Another, more distant, offshoot of Loglan is Ceqli, which has a theoretically open list of source languages.
Luis Sainz Lopez-Negrete's Lusane (1974) had a vocabulary "taken from more than a hundred of the more common languages spoken in the world,"[10] but because he did not list sources, the claim is difficult to verify.
Toki Pona is sometimes considered a worldlang[11] despite the fact that it is not intended as an auxiliary language, because its phonology, morphology, and grammar are similar to those espoused by some worldlangers in projects such as Neo Patwa and Pandunia.
Rejection of Eurocentrism does not lead to uniformity. Some worldlangs, such as Ardano, draw from as many sources as possible, while others temper this by morphological (e.g., Ceqli and Sasxsek) or lexical (Neo Patwa) constraints. At the other end of the spectrum, Sambahsa-Mundialect is based on Indo-European, rather like Modern Indo-European, but has roots from other sprachbunds such as Arabic and Sinitic. Lingwa de Planeta (or Lidepla) restricts its primary sources to the ten or twelve most populous languages.

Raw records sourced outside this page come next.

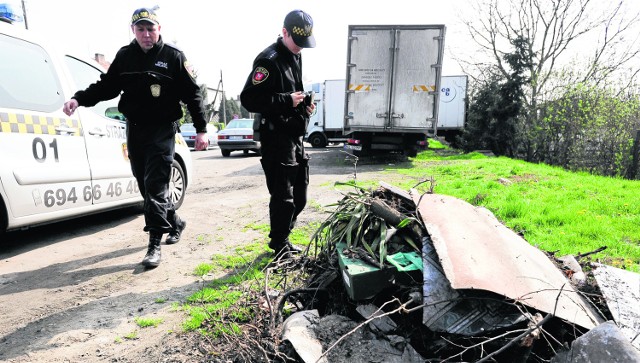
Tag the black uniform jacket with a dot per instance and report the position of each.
(276, 74)
(152, 84)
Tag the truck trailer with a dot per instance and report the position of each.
(392, 87)
(452, 109)
(326, 124)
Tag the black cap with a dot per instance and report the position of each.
(144, 14)
(300, 25)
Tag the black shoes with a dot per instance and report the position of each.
(281, 249)
(174, 236)
(152, 259)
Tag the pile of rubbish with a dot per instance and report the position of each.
(431, 278)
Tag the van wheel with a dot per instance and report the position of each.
(177, 184)
(317, 141)
(3, 218)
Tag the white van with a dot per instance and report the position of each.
(52, 166)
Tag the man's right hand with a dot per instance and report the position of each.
(297, 98)
(70, 107)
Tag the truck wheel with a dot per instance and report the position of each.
(317, 141)
(177, 184)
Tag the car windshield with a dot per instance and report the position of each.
(240, 124)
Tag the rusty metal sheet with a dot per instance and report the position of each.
(476, 251)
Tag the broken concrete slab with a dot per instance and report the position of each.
(360, 344)
(621, 289)
(477, 252)
(604, 343)
(297, 330)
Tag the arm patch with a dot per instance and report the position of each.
(259, 75)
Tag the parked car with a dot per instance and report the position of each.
(54, 166)
(238, 135)
(188, 132)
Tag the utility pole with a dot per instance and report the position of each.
(24, 15)
(224, 101)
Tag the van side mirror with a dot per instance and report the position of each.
(112, 112)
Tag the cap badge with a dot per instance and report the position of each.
(155, 90)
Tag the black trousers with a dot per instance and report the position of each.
(286, 169)
(151, 149)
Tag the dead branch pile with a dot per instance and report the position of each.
(369, 226)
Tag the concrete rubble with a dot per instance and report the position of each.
(479, 279)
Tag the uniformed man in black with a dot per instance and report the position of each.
(153, 78)
(274, 90)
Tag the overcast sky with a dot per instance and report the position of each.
(227, 35)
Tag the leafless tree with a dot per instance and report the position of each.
(572, 40)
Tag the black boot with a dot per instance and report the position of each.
(175, 234)
(152, 259)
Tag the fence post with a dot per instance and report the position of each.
(633, 169)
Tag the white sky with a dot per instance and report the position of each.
(227, 35)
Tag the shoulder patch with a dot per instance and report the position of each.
(190, 69)
(174, 46)
(259, 75)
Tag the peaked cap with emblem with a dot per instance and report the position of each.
(144, 14)
(300, 25)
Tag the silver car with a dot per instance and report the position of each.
(238, 135)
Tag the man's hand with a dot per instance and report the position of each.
(297, 98)
(202, 142)
(70, 107)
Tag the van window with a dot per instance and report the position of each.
(29, 81)
(84, 75)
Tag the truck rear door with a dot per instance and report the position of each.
(393, 74)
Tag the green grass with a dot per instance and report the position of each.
(554, 209)
(220, 307)
(147, 322)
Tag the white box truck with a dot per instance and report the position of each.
(325, 125)
(393, 82)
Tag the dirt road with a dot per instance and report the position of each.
(69, 292)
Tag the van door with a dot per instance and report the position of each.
(43, 163)
(106, 142)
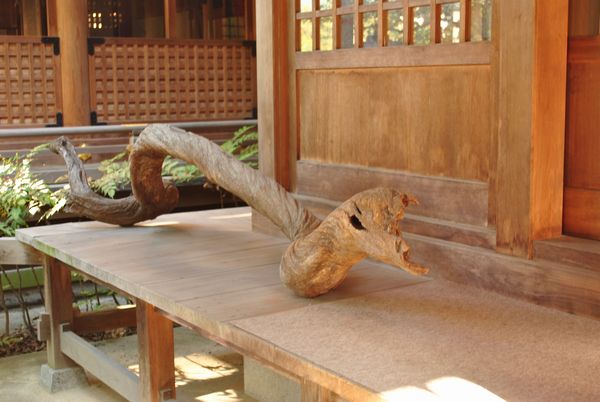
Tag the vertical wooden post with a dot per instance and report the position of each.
(530, 165)
(59, 305)
(249, 25)
(32, 18)
(155, 345)
(273, 95)
(584, 18)
(72, 29)
(170, 19)
(51, 17)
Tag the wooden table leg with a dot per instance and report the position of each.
(157, 360)
(313, 392)
(59, 305)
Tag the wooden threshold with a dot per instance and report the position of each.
(575, 251)
(565, 287)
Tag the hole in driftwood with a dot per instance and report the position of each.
(356, 223)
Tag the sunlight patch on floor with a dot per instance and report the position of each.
(443, 389)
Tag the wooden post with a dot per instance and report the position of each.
(59, 305)
(32, 18)
(273, 94)
(532, 87)
(72, 29)
(155, 345)
(584, 16)
(313, 392)
(170, 19)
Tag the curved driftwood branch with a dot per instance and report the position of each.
(321, 253)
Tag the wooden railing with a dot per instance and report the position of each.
(29, 82)
(141, 80)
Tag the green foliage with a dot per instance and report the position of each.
(23, 195)
(115, 171)
(115, 175)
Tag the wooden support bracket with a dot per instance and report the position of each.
(43, 327)
(157, 360)
(104, 320)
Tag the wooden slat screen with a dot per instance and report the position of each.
(140, 80)
(29, 82)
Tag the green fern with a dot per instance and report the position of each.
(115, 171)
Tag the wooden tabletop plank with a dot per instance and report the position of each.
(383, 331)
(443, 340)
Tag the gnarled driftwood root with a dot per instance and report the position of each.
(321, 253)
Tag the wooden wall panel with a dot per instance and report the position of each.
(583, 118)
(463, 201)
(532, 86)
(428, 120)
(29, 82)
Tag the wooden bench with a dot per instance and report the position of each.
(383, 335)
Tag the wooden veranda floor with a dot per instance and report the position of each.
(382, 333)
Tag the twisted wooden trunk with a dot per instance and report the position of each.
(321, 252)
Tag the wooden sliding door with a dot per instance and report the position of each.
(582, 167)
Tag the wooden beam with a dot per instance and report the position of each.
(273, 89)
(462, 201)
(51, 22)
(584, 18)
(59, 300)
(14, 252)
(156, 353)
(102, 366)
(313, 392)
(72, 29)
(104, 320)
(532, 123)
(170, 13)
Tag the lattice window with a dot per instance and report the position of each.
(341, 24)
(29, 93)
(140, 80)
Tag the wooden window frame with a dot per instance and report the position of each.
(383, 55)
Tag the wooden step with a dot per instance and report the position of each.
(575, 251)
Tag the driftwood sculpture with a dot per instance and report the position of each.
(321, 252)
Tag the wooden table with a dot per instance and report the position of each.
(382, 335)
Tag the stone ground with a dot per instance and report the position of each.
(205, 372)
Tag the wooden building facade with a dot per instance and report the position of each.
(78, 62)
(486, 110)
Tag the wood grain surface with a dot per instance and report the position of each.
(385, 334)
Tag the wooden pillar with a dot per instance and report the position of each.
(59, 305)
(312, 392)
(72, 29)
(170, 19)
(532, 87)
(51, 17)
(273, 89)
(584, 17)
(249, 16)
(32, 17)
(156, 354)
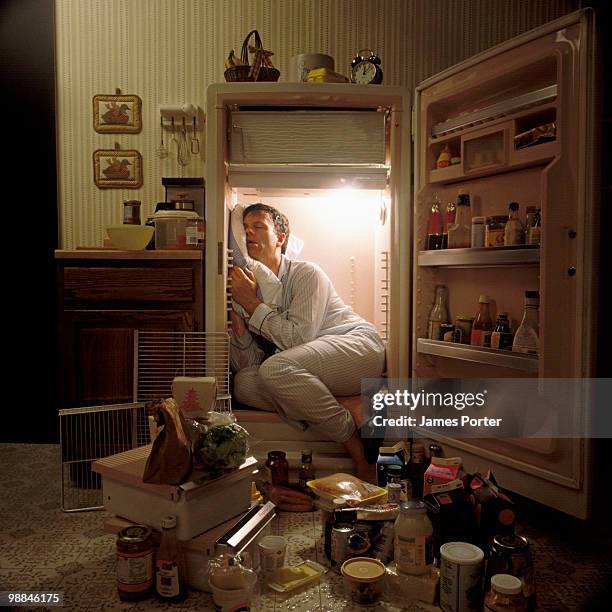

Intentions also vary. While most worldlangs, like most auxlangs, are meant for general use, Neo Patwa is intended solely as a contact language, and its root vocabulary and grammar are somewhat limited as a result. (This is similar to the disagreement between Jespersen, who apparently did not believe in the literary use of auxiliaries,[12] and Dr. Zamenhof, whose translations were mostly literary.)
Mario Pei anticipated some common criticisms and responses:[13]
The ultimate result [of Interglossa's blend of Western vocabulary and roughly Chinese or pidgin grammar] would be that in trying to please everybody, no one would be pleased. This of course is the old stock argument of those who base their constructed tongues on a mixture of western languages: "Of what avail to try to please the Zulus by giving them six or ten words in the international tongue, which is all their numbers or importance would entitle them to? Let us rather try to make things easy for the majority of civilized people, who are in one fashion or another acquainted with western tongues.
Whether this philosophy of "to them that have shall be given" can continue to hold in a world in which the balance of power seems to be shifting is a difficult question to answer. Perhaps the ideal constructed language ought to be deliberately designed so as to please and flatter nobody, and make concessions to no one's existing language habits.
Pei (or rather Alexander Gode) also anticipated the clash between western projects such as Interlingua and worldlangs, using an argument similar to the one just mentioned: the western languages have considerable unity, based largely on the spread of Latin, French, Spanish, German, and English, whereas even Chinese and Japanese, despite much borrowing, have mutually incomprehensible vocabularies. A traditional, western auxlang can be somewhat immediately intelligible to its target audience; a worldlang typically will not be. Thus Gode took an Interlingua text that people knowing a western language could easily understand and substituted Asian words, resulting in a text few could understand at first glance.[14]